Section 80C: The Main Tax-Saving Investments, Explained
Section 80C is the most used tax deduction in India. Here's what it covers, the overall limit, and how it fits with the choice of tax regime.
If you have ever rushed to make an investment before the financial year ends to "save tax," you were almost certainly using Section 80C. It is the most widely used deduction in India, and understanding it helps you avoid both overpaying tax and making rushed, poor investments.
What Section 80C is
The combined limit across all Section 80C items is ₹1.5 lakh per financial year. That is the maximum you can deduct in total — not per investment. Putting money into several eligible options does not raise the ceiling; they all share the same ₹1.5 lakh cap.
What counts under 80C
A wide range of common investments and expenses qualify, including:
- EPF — your provident-fund contribution from salary.
- PPF — the Public Provident Fund.
- ELSS funds — equity mutual funds with a tax-saving designation.
- Life-insurance premiums — including term insurance.
- NSC and tax-saving fixed deposits — five-year instruments.
- Home-loan principal repayment — the principal portion of your EMI.
- Children's tuition fees — for eligible school education.
A common trap: tax tail wagging the dog
Because the deadline creates urgency, people often pick a tax-saving product hastily in March without thinking about whether it is a good investment.

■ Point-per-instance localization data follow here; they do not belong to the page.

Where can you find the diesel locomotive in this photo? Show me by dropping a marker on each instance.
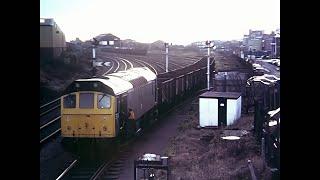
(96, 108)
(93, 110)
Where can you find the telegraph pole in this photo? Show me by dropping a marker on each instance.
(166, 45)
(94, 45)
(208, 43)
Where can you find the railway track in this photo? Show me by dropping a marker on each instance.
(103, 169)
(49, 120)
(46, 108)
(148, 65)
(50, 114)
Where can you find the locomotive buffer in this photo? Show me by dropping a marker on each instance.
(150, 162)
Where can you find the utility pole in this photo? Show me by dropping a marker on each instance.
(166, 45)
(94, 45)
(208, 43)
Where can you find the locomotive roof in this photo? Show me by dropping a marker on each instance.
(115, 83)
(135, 73)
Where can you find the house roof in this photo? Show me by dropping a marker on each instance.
(212, 94)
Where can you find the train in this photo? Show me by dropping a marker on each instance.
(94, 110)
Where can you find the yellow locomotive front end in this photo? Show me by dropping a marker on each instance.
(88, 114)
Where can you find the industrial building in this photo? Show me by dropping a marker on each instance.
(52, 39)
(108, 40)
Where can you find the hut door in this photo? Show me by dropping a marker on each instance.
(222, 111)
(123, 109)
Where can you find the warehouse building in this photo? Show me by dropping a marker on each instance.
(52, 39)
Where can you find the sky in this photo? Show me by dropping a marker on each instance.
(174, 21)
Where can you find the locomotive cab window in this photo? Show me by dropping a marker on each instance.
(69, 101)
(86, 100)
(104, 101)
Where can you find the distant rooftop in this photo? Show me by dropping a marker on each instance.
(46, 22)
(107, 37)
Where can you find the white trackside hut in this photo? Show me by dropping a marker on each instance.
(219, 108)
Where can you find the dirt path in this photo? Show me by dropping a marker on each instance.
(154, 141)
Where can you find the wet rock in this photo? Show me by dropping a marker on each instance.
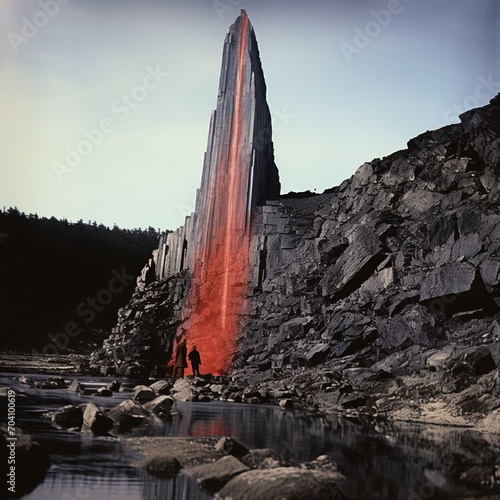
(162, 466)
(76, 386)
(114, 386)
(229, 446)
(143, 393)
(27, 381)
(286, 403)
(32, 461)
(161, 387)
(284, 483)
(215, 475)
(353, 401)
(68, 417)
(95, 421)
(263, 458)
(103, 392)
(52, 383)
(183, 390)
(160, 406)
(127, 415)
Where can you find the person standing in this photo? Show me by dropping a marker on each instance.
(180, 359)
(194, 357)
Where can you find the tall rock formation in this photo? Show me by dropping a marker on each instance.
(238, 175)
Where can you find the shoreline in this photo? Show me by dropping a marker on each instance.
(433, 408)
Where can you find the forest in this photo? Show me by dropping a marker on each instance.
(62, 283)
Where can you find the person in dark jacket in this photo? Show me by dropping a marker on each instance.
(180, 359)
(194, 357)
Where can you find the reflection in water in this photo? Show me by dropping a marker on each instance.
(389, 462)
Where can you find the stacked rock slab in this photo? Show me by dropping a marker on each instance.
(239, 174)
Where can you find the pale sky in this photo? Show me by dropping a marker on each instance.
(348, 81)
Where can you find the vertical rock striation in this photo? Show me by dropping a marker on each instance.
(238, 175)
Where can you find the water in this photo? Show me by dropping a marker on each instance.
(388, 462)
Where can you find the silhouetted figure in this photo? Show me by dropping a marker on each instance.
(194, 357)
(180, 359)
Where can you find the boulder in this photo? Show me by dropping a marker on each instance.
(103, 392)
(214, 475)
(68, 417)
(76, 386)
(95, 421)
(161, 387)
(52, 383)
(182, 390)
(32, 461)
(127, 415)
(160, 406)
(229, 446)
(143, 393)
(26, 380)
(162, 466)
(114, 386)
(263, 458)
(283, 483)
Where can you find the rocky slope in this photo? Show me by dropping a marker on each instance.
(380, 296)
(387, 288)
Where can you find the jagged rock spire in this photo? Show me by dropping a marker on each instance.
(239, 174)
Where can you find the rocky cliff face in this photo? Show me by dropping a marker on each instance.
(386, 289)
(213, 246)
(380, 295)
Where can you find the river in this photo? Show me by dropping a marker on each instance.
(380, 462)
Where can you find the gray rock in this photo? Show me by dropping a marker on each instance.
(143, 393)
(160, 406)
(76, 386)
(114, 386)
(128, 414)
(229, 446)
(317, 354)
(182, 390)
(26, 380)
(284, 483)
(95, 421)
(162, 466)
(215, 475)
(263, 458)
(161, 387)
(32, 461)
(68, 417)
(103, 392)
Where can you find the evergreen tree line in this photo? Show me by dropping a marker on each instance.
(58, 275)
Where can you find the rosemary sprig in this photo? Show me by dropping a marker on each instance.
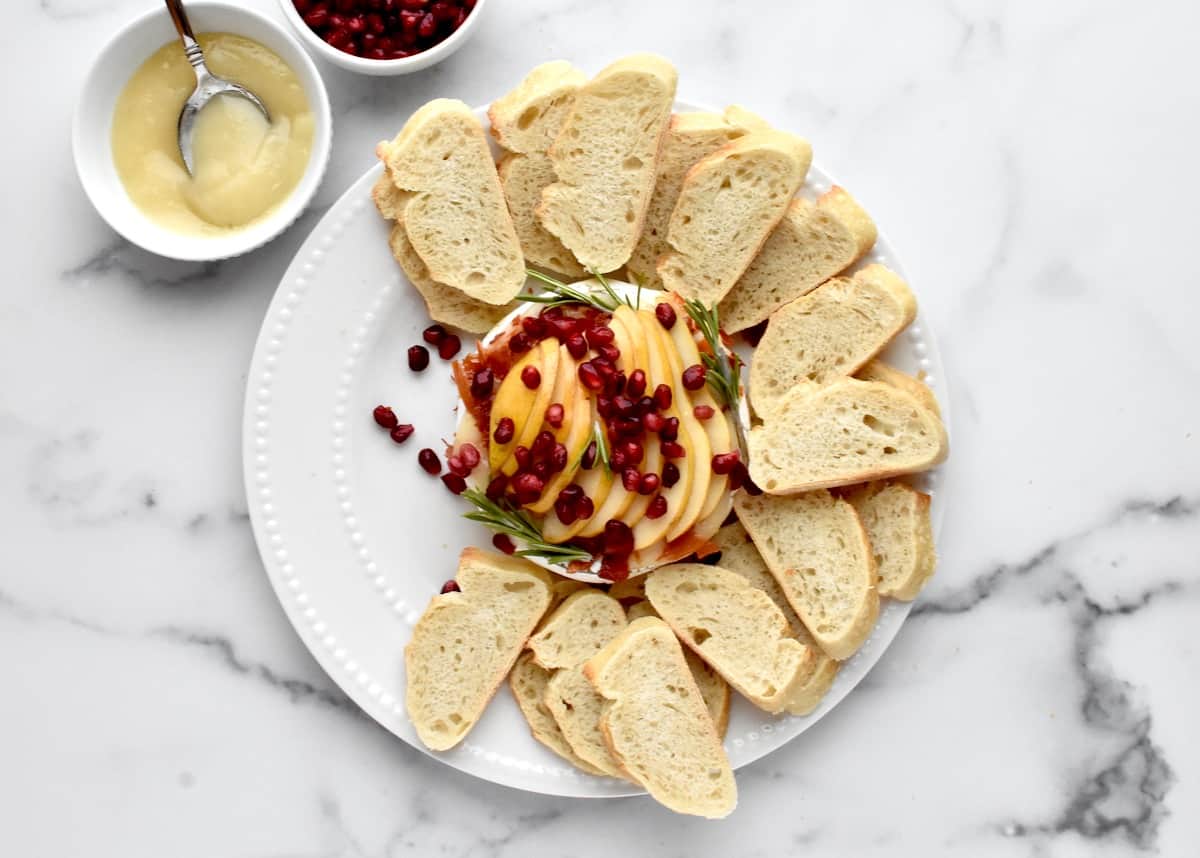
(503, 519)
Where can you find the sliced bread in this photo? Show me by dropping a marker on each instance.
(606, 157)
(735, 628)
(845, 432)
(655, 721)
(829, 333)
(727, 207)
(528, 684)
(817, 550)
(713, 689)
(575, 631)
(444, 304)
(466, 642)
(879, 371)
(897, 520)
(454, 209)
(810, 245)
(690, 137)
(526, 121)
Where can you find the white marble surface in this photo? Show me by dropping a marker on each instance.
(1035, 162)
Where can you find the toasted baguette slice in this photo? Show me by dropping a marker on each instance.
(727, 207)
(713, 689)
(606, 157)
(526, 121)
(690, 137)
(454, 209)
(829, 333)
(897, 520)
(879, 371)
(809, 246)
(528, 684)
(585, 622)
(735, 628)
(843, 433)
(816, 547)
(655, 721)
(739, 556)
(466, 642)
(444, 304)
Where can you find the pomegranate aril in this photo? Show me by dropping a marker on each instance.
(694, 377)
(454, 483)
(384, 417)
(433, 335)
(636, 385)
(449, 347)
(504, 431)
(481, 384)
(724, 462)
(429, 461)
(672, 449)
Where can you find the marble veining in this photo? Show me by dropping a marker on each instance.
(1030, 161)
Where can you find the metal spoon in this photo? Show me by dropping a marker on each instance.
(208, 85)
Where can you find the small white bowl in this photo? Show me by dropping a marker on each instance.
(93, 130)
(383, 67)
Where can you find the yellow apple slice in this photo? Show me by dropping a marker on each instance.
(549, 352)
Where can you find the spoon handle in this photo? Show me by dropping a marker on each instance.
(184, 28)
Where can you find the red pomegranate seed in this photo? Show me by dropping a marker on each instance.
(630, 479)
(449, 347)
(469, 455)
(503, 543)
(504, 431)
(497, 486)
(591, 377)
(481, 384)
(600, 336)
(618, 539)
(724, 462)
(385, 417)
(576, 346)
(429, 461)
(694, 377)
(636, 385)
(519, 343)
(672, 449)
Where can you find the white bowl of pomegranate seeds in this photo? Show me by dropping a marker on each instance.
(384, 36)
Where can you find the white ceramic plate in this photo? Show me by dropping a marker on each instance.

A poor product that saves a little tax can cost far more in weak returns or long lock-ins. The smarter approach is to choose 80C instruments that you would want to hold anyway, and to do it through the year rather than in a last-minute scramble.
Beyond 80C
Section 80C is the headline, but it is not the only deduction. Others you may hear about include 80D (health-insurance premiums) and 80CCD(1B) (an additional deduction for NPS contributions). Each has its own rules and limits. Together, these are why the old regime can appeal to people who use several of them.
The regime connection
This is crucial: Section 80C and most other deductions apply under the old tax regime. The new regime generally does not allow them, offering lower rates instead. So the value of 80C to you is tied to which regime you are on — there is no point chasing 80C investments purely for tax if you are on the new regime, where they do not reduce your tax.
A note on changing rules
Limits, eligible instruments, and the interaction with the regime can change with Budgets. Treat the figures here as a guide to how 80C works, verify the current rules, and consult a chartered accountant for your own situation.
Common mistakes to avoid
- Rushing in March. Picking a tax-saving product hastily before the deadline often leads to poor, long-locked investments.
- Investing for 80C while on the new regime. There is no deduction to claim, so the tax benefit doesn't exist there.
- Assuming each instrument has its own limit. The ₹1.5 lakh cap is shared across all of 80C.
- Chasing the tax break over the investment. A weak product that saves a little tax can cost far more in poor returns.
Bottom line
Section 80C lets you deduct up to ₹1.5 lakh of eligible investments and expenses — but only under the old regime, and only up to that shared limit. Use it for things you would hold anyway, spread it through the year, and never let a small tax saving push you into a bad investment.
Frequently asked questions
What is the maximum I can claim under Section 80C?
₹1.5 lakh per financial year, combined across all eligible 80C investments and expenses. It is a shared cap — using several instruments does not raise it.
Does Section 80C work under the new tax regime?
Generally no. Section 80C and most other deductions apply under the old tax regime. The new regime offers lower rates instead, so 80C investments don't reduce your tax there.
Which 80C option has the shortest lock-in?
ELSS (Equity-Linked Savings Scheme) mutual funds typically have a three-year lock-in, the shortest among common 80C options like PPF or tax-saving fixed deposits. As equity funds, they carry market risk.
Can I claim more than ₹1.5 lakh by combining instruments?
No. The ₹1.5 lakh limit is a single combined cap across all 80C items. Other sections, such as 80D for health insurance or 80CCD(1B) for NPS, are separate from 80C and have their own limits.